There is also another bus station in Eastern (Serb-dominated) Sarajevo on the outskirts of the city serving the Republika Srpska and destinations in both Serbia and Montenegro. To get to this bus station (called 'Lukavica' or 'Istočno (Источно) Sarajevo') it is probably easiest to book/order a taxi (cost from the Turkish Quarter was around 15KM in September 2005). If you prefer public transport, use 103 and 107 bus/trolleybus, or the 31E, all from Trg Austria and exit at the last station, and ask people how to get to Lukavica bus station (buses and trolleybuses to the city centre depart from a terminal around 200m from where the international buses arrive). Be warned that Lukavica is the name of suburb/district, not just the bus station! In this bus station, Cyrillic script is prevalent so you should probably check the spelling of your destination. Arriving at Istočno Sarajevo Bus Station, continue on the main road, having the bus station on your right - you will see the Dobrinja trolleybus stop to your right. Buy ticktes at the booth. If you need Bosnian currency there is a Visa/Mastercard cash machine (bankomat) in the nearby Tom shopping centre. To get there walk into the opposite direction of the trolleybus stop, having the bus station to your left. The shopping centre is at the next big traffic light. There are 2 cash machines (Unicredit and NLB) outside and you'll find a supermarket inside.
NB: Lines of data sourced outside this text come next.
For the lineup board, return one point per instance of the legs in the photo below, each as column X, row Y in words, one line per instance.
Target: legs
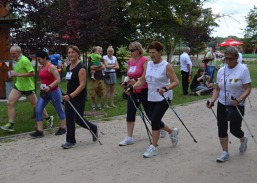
column 14, row 96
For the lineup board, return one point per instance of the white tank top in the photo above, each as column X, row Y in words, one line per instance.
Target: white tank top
column 156, row 77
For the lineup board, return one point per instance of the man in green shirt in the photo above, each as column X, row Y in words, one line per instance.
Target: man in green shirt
column 24, row 85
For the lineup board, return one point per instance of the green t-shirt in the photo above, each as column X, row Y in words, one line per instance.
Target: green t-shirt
column 23, row 65
column 95, row 58
column 213, row 61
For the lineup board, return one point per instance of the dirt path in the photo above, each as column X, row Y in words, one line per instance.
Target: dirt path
column 26, row 160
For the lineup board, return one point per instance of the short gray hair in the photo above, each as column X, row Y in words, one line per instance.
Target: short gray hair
column 16, row 48
column 187, row 49
column 232, row 51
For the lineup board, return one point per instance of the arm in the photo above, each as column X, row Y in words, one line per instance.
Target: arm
column 173, row 78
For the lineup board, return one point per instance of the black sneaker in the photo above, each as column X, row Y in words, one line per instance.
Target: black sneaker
column 60, row 131
column 68, row 145
column 37, row 134
column 95, row 137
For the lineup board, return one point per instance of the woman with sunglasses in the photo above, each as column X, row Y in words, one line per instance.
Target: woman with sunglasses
column 233, row 87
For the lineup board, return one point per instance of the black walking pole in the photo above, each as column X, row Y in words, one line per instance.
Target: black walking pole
column 179, row 119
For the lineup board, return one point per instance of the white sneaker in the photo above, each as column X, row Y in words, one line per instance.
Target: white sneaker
column 163, row 133
column 174, row 137
column 224, row 156
column 126, row 141
column 243, row 145
column 150, row 152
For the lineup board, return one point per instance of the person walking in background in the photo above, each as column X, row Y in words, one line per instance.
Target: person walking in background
column 212, row 65
column 161, row 80
column 96, row 86
column 111, row 65
column 232, row 89
column 76, row 94
column 95, row 58
column 24, row 85
column 186, row 69
column 49, row 78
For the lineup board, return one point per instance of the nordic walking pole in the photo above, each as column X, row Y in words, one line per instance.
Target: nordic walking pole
column 233, row 98
column 180, row 119
column 90, row 130
column 250, row 102
column 143, row 119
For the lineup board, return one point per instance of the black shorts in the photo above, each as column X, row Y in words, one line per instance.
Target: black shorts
column 26, row 93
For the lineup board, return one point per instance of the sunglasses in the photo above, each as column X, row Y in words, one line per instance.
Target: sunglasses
column 132, row 50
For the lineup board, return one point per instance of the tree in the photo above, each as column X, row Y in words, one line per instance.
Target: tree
column 251, row 29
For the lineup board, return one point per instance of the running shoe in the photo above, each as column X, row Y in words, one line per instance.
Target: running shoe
column 126, row 141
column 48, row 123
column 68, row 145
column 163, row 133
column 37, row 134
column 174, row 137
column 8, row 127
column 95, row 136
column 150, row 152
column 224, row 156
column 243, row 145
column 60, row 131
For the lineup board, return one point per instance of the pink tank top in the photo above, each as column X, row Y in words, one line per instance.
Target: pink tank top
column 46, row 77
column 136, row 69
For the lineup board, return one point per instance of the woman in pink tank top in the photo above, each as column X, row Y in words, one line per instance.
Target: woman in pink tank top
column 49, row 90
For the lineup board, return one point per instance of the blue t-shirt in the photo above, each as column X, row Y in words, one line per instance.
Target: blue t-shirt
column 55, row 58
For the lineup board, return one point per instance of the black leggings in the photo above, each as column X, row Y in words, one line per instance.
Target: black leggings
column 72, row 117
column 158, row 110
column 235, row 126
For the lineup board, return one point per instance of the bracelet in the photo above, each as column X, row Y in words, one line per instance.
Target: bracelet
column 165, row 89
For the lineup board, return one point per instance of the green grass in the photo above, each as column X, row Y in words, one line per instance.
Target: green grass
column 24, row 111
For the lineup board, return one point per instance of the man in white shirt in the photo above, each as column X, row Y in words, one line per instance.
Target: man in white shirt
column 186, row 69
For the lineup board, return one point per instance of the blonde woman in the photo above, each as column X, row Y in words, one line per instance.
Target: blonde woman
column 111, row 65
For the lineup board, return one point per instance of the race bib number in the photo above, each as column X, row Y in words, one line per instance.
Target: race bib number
column 132, row 69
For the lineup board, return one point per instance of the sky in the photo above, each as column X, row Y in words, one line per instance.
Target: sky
column 238, row 9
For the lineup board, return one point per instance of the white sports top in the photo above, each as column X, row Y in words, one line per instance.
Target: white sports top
column 156, row 77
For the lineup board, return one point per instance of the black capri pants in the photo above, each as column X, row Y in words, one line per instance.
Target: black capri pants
column 222, row 122
column 157, row 110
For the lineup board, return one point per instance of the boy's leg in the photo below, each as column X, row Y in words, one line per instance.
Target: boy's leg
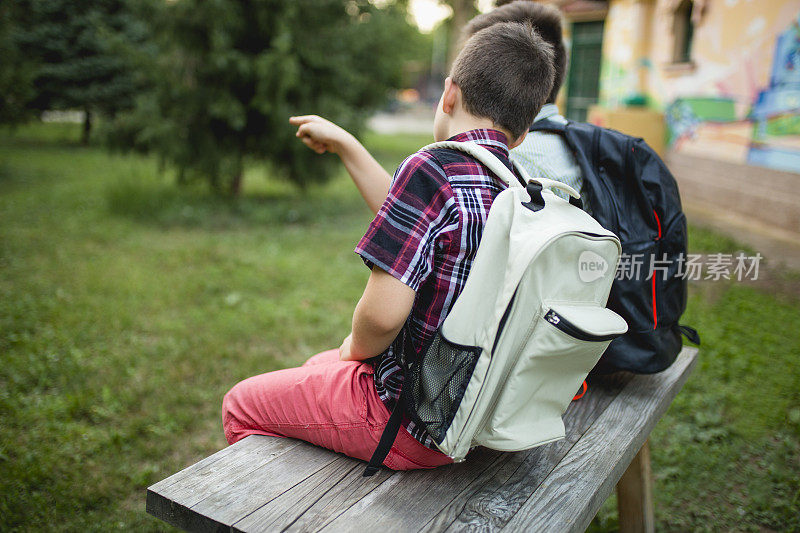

At the main street in central Sarajevo there is an Eurolines office near the cathedral between the old bazaar and the city centre where is possible to get bus tickets to any other country, also it is possible to get ticket to any other major cities in Bosnia like Mostar although they do not run the services, they only provide the tickets. A ticket to Zagreb costs €30, May 2008 prices and it runs three times a day. Queues tend to be much shorter, and the staff have a much stronger command of English. This can be helpful as if you do not speak Bosnian well, it can be rather hard to get good advice from the bus station. Double-check with the tourist office as they can often confirm the existence of a route or timetable that the staff at the bus station have denied!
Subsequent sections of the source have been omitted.